There is only one rule: get the sea view. My room was an “Authentic Milos Sea View,” which is essentially design-speak for “prepare to gasp when you open the curtains.” The balcony quickly became our unofficial living room. Morning coffee, post-beach drying sessions, impromptu golden-hour photo shoots, nighttime stargazing — it was all happening out there. The bed was also pretty good. I slept like I’d been tranquillised and woke up determined to hunt down the mattress brand. That’s the sign of a truly successful hotel stay: when you leave wanting to recreate the entire sleep setup at home.

Food & Drink

Milos as a whole has become unexpectedly gastronomic.

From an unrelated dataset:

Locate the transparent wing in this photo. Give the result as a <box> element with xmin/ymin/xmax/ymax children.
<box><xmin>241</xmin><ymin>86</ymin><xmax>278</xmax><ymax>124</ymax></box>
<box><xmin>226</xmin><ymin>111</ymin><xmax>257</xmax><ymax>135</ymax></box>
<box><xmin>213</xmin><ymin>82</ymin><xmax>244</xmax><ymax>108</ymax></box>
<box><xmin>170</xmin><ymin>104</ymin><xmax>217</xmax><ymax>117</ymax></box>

You’ll find “deconstructed tomato salads” in villages that previously specialised in grilled fish and beer, and half of Pollonia now resembles the cool part of Shoreditch in August. It’s no surprise that Golden Milos Beach House, too, has levelled up with style.

The main restaurant, Milisio, operates on a “Raw & Fire” concept: pristine ingredients either served cool and bright or grilled over heat. At breakfast it’s breezy and abundant; at dinner it becomes something far more polished. Think: crudo-style fish, smoky charred vegetables, beautifully cooked seafood, tender meats, all presented elegantly but without that pretentious “you’re not allowed to touch this yet” energy.

(Golden Milos Beach House)

What really elevates it is the wine. There’s a curated list that leans heavily on Greek bottles — Cycladic whites that are delicious, reds from the mainland that are light enough for summer evenings but structured enough to make you feel sophisticated — and the staff actually want to talk you through it rather than just pointing to the most expensive label. One night we did an impromptu mini-pairing: crisp Assyrtiko with something raw and citrusy to start, then a rounder white with grilled fish, and finally a slightly chilled light red with whatever slow-cooked deliciousness we’d over-ordered. Divine.

For more casual bites, Salty Goat Beach Club keeps you going with light dishes, pizzas, snacks and all the beach-club classics, from club sandwiches to salads. Meanwhile just along the beach, perched slightly above the sand, sits Muses, which is one of those proper, slightly scruffy, utterly authentic Greek tavernas that burrow into your heart (and stomach). Fresh fish on display, paper tablecloths, cats making their case for socialism at your feet and views straight over Provatas Bay. We went once “just to try it” and then went again. And again.

Best for…

This is not a “see and be seen” hotel. It’s a beach-first, explore-the-island-at-your-own-pace hotel.